List<Number> list = new ArrayList<Integer>()

If the compiler allowed this, you could pollute the heap by adding a type other than integer to the list as follows,

list.add(3.14)

So by making generics invariant, you can stop runtime heap corruption. However, this comes at the cost of polymorphic use of generics. This means you can’t, for example, have a method that accepts List<Number> to which you can pass List<Integer> or List<Float>. To make it work, one needs to make the declaration covariant as shown below,

List<? extends Number> list = new ArrayList<Integer>()
Number number = list.get(0);

Now since any member of the above list is a sub type of Number, one can safely assign the individual elements to of type Number. However, if you try to write to the list, the compiler again complains, because of the same issue of preventing heap corruption. If you need to do this, you need to make the list contra-variant,

List<? super Number> list = new ArrayList<Integer>();
list.add(12);
list.add(3.14);

This now compiles, because the list can accomodate anything to which Number is a super type. So in general, reads need to be co-variant and write needs to be contra-variant.

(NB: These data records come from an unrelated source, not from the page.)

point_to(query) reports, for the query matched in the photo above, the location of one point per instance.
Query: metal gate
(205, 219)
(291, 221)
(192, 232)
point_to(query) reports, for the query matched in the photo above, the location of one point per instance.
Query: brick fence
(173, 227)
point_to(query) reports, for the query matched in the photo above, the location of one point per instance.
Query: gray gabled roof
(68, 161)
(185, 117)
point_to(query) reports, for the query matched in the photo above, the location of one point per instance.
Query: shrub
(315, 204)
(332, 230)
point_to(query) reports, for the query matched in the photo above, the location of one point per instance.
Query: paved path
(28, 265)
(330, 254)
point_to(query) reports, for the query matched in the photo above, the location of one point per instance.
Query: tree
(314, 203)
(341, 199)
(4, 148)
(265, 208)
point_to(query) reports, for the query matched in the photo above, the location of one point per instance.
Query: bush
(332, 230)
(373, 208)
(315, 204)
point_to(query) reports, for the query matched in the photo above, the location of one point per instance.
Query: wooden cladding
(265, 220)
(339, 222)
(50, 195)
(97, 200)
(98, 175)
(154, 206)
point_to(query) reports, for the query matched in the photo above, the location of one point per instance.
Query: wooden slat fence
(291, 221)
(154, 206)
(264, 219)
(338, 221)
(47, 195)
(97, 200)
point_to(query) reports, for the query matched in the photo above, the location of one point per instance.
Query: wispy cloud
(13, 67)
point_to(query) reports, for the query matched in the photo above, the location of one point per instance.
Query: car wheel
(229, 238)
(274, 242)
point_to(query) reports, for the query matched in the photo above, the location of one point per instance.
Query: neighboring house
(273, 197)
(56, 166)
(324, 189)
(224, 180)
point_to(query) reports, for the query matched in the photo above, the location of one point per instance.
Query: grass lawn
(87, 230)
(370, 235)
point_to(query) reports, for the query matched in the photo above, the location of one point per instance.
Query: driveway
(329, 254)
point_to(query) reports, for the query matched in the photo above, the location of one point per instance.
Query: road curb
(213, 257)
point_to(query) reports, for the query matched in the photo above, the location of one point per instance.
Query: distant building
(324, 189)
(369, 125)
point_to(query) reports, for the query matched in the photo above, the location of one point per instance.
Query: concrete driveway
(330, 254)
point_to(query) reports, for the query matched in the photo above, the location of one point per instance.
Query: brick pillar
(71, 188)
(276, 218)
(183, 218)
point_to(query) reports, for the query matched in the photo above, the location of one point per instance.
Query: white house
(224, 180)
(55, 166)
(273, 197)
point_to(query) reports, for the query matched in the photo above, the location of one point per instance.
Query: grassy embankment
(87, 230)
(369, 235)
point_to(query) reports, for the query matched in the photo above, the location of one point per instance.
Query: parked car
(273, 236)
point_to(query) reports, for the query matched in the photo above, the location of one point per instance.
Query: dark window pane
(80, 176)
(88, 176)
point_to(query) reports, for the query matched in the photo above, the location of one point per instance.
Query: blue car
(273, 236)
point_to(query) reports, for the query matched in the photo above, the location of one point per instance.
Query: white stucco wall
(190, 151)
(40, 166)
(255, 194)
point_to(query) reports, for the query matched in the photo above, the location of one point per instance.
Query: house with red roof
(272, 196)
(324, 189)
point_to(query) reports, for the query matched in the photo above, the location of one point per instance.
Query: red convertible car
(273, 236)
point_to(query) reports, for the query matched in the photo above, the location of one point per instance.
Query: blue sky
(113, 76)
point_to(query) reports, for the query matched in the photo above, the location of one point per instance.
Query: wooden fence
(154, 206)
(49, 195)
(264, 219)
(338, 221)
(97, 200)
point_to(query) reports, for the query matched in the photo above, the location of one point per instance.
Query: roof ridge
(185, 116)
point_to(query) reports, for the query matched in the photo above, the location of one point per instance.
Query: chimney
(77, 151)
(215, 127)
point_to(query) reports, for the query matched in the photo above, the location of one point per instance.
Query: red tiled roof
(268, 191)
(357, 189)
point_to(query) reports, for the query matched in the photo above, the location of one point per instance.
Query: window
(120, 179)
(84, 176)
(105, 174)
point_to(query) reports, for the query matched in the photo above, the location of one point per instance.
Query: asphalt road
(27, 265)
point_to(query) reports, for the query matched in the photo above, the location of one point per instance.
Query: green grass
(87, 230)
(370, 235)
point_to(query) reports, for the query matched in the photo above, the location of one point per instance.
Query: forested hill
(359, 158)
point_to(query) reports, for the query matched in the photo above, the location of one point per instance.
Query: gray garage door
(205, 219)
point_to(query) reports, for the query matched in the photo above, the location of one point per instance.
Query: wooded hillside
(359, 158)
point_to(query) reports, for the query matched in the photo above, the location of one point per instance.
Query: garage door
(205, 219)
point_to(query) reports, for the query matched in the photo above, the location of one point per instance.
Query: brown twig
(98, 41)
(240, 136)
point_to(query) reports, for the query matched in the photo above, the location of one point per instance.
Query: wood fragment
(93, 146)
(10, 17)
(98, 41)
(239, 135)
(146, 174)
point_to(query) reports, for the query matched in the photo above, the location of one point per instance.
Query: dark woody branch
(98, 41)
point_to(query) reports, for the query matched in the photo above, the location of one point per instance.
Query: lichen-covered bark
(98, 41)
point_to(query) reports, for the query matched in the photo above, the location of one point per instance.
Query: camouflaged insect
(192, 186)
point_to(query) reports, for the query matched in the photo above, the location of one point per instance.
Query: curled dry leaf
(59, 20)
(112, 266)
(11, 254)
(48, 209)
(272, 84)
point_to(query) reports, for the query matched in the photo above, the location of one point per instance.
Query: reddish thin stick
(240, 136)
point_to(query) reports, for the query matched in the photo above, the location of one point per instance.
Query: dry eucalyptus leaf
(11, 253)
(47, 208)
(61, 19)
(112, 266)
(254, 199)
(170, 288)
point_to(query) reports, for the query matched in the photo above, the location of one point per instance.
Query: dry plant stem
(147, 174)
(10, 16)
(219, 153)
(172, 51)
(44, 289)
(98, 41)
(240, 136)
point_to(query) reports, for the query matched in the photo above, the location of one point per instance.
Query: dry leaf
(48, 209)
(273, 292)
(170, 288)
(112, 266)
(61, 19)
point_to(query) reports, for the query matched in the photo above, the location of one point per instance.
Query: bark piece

The key words extends and super, here are variance annotations. In Java variance annotations are used at use site, this means once the parameterized class has been wrtitten, all these issues are encountered when one tries to use the class.

Scala’s approach is different. It uses definition site variance annotations. By default Scala generics are invariant as well.

class List[T]
val v : List[AnyVal] = new List[Int]

The above won’t compile because List[Int] is not a sub type of List[AnyVal]. However, to make the above work, you can make the List covariant by

class List[+T]

Similarly to make the type contra=variant, one would write

class List[-T]

This will allow us to do the below,

val v : List[Int] = new List[AnyVal]

You may have types that mix both co-variance as well as contra-variance, an example below is what Scala internally uses for function literals,

trait Function[-S, +T) {
def apply(s : S) : T
}

This makes perfect sense as the parameter, which is what written into is contra variant and result which is read from is co-variant. By using definition site variance annotations, Scala allows better rigor in type design than Java.